The NAFEMS Aerospace Seminar drew attention with a high-profile lineup, including leaders from the FAA and NASA, bringing forward the latest developments in simulation, AI-driven surrogate modeling, and infrastructure for aerospace digital design. The event underscored growing consensus: simulation must evolve beyond brute force high-fidelity models to more flexible, scalable, and intelligent workflows, says Digital Engineering.
A major thread was surrogate modeling, which uses AI or statistical models to approximate the behavior of complex systems with much lower computational cost. Speakers emphasized that by pairing high-fidelity simulations with data-driven surrogates, engineers can explore design spaces more rapidly. The approach helps when full physics models are too slow for iterative design or optimization loops.

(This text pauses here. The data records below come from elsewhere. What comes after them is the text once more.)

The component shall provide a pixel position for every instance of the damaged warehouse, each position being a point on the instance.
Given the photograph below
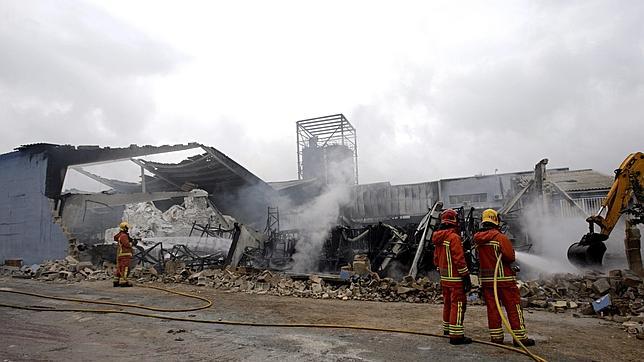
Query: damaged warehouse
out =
(318, 223)
(178, 183)
(209, 222)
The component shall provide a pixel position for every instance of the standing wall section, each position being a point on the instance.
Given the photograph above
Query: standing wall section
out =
(27, 228)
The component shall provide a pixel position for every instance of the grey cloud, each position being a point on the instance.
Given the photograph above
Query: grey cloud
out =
(75, 73)
(568, 86)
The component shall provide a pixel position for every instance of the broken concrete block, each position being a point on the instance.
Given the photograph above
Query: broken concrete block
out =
(538, 303)
(602, 303)
(65, 274)
(361, 268)
(560, 304)
(632, 281)
(316, 288)
(85, 264)
(601, 286)
(615, 273)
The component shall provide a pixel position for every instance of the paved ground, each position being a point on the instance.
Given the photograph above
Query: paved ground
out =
(26, 335)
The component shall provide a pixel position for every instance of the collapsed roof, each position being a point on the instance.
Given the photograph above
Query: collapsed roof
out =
(233, 188)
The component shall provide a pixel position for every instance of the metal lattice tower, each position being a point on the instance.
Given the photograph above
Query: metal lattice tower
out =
(325, 134)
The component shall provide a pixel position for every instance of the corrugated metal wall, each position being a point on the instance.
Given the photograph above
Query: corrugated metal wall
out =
(27, 230)
(382, 200)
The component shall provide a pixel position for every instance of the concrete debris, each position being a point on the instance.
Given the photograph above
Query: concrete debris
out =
(68, 269)
(623, 299)
(147, 221)
(619, 293)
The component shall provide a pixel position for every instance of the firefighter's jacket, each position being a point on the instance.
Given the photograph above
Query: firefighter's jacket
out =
(449, 256)
(124, 244)
(490, 244)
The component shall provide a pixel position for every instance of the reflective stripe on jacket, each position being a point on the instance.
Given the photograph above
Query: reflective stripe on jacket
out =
(490, 244)
(124, 243)
(449, 256)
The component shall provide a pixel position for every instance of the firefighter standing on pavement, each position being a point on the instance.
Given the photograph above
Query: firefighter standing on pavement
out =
(455, 279)
(123, 256)
(490, 243)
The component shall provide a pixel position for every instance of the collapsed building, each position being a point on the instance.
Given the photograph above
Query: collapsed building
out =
(323, 221)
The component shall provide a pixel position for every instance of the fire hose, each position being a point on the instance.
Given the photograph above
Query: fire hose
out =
(209, 303)
(504, 319)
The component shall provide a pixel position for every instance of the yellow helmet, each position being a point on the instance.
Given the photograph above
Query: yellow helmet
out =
(491, 216)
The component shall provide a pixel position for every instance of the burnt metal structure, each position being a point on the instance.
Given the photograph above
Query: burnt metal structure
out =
(322, 132)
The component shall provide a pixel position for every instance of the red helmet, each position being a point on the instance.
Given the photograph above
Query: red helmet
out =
(449, 217)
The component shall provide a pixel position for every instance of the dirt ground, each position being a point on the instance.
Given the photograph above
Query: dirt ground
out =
(28, 335)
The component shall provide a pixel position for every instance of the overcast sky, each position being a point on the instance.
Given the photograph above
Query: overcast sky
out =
(435, 89)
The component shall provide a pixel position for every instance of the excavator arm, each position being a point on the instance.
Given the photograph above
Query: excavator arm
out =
(628, 185)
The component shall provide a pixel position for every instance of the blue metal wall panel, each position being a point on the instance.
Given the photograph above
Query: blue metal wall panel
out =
(27, 230)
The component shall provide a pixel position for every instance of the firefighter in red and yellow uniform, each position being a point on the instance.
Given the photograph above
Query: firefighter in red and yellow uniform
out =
(492, 243)
(123, 256)
(455, 277)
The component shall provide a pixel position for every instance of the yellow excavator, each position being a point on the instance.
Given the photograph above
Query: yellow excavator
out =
(626, 196)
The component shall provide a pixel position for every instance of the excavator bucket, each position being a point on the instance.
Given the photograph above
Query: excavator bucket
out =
(589, 251)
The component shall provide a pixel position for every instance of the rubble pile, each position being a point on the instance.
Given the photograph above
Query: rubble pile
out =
(68, 269)
(147, 221)
(369, 288)
(615, 296)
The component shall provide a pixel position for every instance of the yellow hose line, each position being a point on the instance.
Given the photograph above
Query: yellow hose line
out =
(211, 321)
(155, 309)
(506, 323)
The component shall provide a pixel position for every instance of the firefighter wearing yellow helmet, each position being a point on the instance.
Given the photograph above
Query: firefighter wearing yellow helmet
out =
(492, 244)
(123, 255)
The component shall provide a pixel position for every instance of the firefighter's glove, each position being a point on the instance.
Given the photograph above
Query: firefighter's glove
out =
(467, 283)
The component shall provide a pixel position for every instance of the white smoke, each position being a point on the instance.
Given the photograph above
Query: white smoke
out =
(552, 234)
(316, 218)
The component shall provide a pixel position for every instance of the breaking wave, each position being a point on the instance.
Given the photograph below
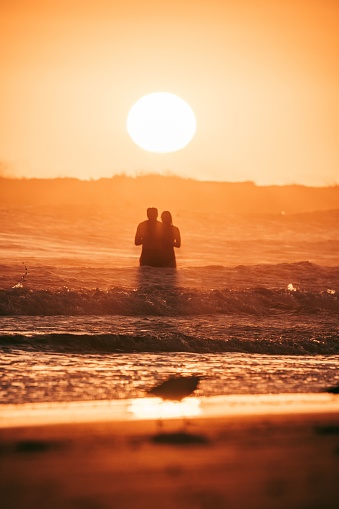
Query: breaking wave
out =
(164, 301)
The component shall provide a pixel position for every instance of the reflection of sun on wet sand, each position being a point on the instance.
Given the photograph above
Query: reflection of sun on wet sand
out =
(251, 460)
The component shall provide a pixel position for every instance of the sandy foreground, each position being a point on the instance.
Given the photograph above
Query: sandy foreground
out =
(229, 452)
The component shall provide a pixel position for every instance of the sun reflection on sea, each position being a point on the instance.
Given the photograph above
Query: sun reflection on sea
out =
(155, 408)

Beyond individual modeling techniques, the seminar also addressed infrastructure: digital twins, co-simulation across disciplines, and the integration of simulation into certification pipelines. Attendees discussed how validated models and surrogate tools could feed into digital engineering strategies, bridging conceptual design to verification and qualification.
In this respect, regulatory alignment was a recurring topic, especially given aerospace’s heavy dependence on safety, traceability, and certification.
Also highlighted were case studies and use cases in aerospace sectors: how multi-physics coupling (aerodynamics, structures, thermal) and model reduction methods are beginning to see adoption in real design projects. Speakers argued that simulations should not be isolated silos but part of interconnected digital workflows.
The seminar painted a picture of aerospace simulation in transition. The field is shifting from purely physics-heavy tools to hybrid systems that mix fidelity, data, and intelligent approximations. The new paradigm aims to make simulation more agile, scalable, and central to every part of aerospace engineering.